Personal information
- Full name: Bernhard Walter Bentinck
- Born: 16 July 1877 South Warnborough, Hampshire, England
- Died: 27 June 1931 (aged 53) Winchester, Hampshire, England
- Batting: Right-handed
- Relations: Charles Seymour (brother-in-law)

Domestic team information
- 1900–1902: Hampshire

Career statistics
| Competition | First-class |
| Matches | 2 |
| Runs scored | 26 |
| Batting average | 6.50 |
| 100s/50s | 0/0 |
| Top score | 15 |
| Catches/stumpings | 1/– |
- Source: Cricinfo, 8 January 2010

= Bernhard Bentinck =

English cricketer

Bernhard Walter Bentinck (16 July 1877 – 27 June 1931) was an English first-class cricketer, barrister and an officer in the First World War, serving with the British Army and the newly formed Royal Air Force.
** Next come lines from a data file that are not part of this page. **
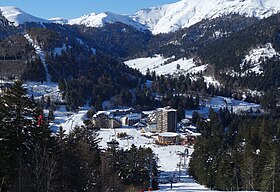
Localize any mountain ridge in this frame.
[0,0,280,35]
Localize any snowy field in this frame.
[21,82,260,192]
[99,128,210,192]
[125,55,207,75]
[124,55,221,87]
[185,96,262,118]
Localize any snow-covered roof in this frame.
[158,132,179,137]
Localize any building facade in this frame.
[156,107,177,133]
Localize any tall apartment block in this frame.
[156,106,177,132]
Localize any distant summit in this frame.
[0,0,280,34]
[131,0,280,34]
[0,6,50,26]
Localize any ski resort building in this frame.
[157,132,180,145]
[156,106,177,133]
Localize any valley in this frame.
[0,0,280,192]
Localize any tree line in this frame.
[189,109,280,191]
[0,82,158,192]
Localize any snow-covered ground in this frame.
[240,43,280,76]
[50,105,89,134]
[24,34,51,83]
[124,55,221,87]
[185,96,262,117]
[125,55,207,75]
[23,82,62,101]
[99,128,210,191]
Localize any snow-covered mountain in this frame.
[0,0,280,34]
[68,12,147,30]
[131,0,280,34]
[0,6,50,26]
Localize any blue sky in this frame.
[0,0,179,19]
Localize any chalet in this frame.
[157,132,180,145]
[92,113,122,129]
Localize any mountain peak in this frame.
[131,0,280,34]
[68,11,147,30]
[0,6,49,26]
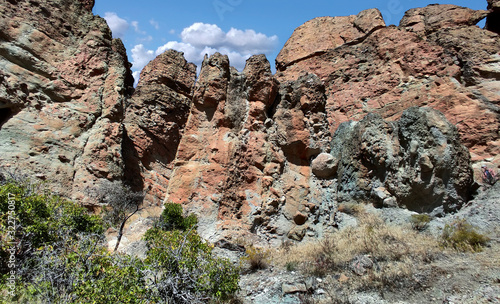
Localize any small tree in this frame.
[87,180,144,251]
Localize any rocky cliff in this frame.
[0,0,500,244]
[0,0,133,199]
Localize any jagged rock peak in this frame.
[276,9,385,72]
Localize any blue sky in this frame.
[93,0,486,84]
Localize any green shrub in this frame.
[244,245,271,270]
[410,213,431,231]
[145,227,239,303]
[159,203,198,231]
[441,219,489,252]
[0,181,104,273]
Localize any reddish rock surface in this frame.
[124,50,196,203]
[277,5,500,163]
[0,0,133,198]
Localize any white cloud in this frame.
[104,12,129,39]
[149,19,160,30]
[128,22,278,85]
[132,44,156,71]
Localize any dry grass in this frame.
[274,212,441,290]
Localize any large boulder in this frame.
[276,1,500,164]
[332,107,473,215]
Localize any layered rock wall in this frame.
[0,0,133,198]
[276,4,500,163]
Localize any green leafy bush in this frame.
[244,244,271,271]
[0,175,239,304]
[441,219,489,252]
[159,203,198,231]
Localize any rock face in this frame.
[0,0,494,244]
[123,50,196,202]
[0,0,133,198]
[276,4,500,163]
The son of Walter Theodore Edward Bentinck, he was born in July 1877 at South Warnborough, Hampshire. He was educated at Winchester College, before going up to Exeter College, Oxford to study law. He played first-class cricket for Hampshire in 1900 and 1902, against Leicestershire and Surrey respectively. He had little success in his two first-class matches, scoring 26 runs with a highest score of 15. He was described by Wisden as "possessing a fine drive". He played his club cricket for Alton Cricket Club, being dismissed in unusual fashion while playing for them when he was bowled by Henry Roberts after the ball had deflected off, and killed, a swallow. A member of the Middle Temple, he was called to the bar in 1902, where he practiced on the Western Circuit. Bentinck served in the Rifle Brigade with the 13th Battalion in the First World War, being appointed a temporary lieutenant in February 1915, with appointment to the temporary rank of captain in October of the same year. He transferred to the newly formed Royal Air Force in April 1918, retaining the temporary rank of captain. His military service finished in February 1919. Bentinck died at Winchester in June 1931. His brother-in-law was Charles Seymour, a fellow first-class cricketer.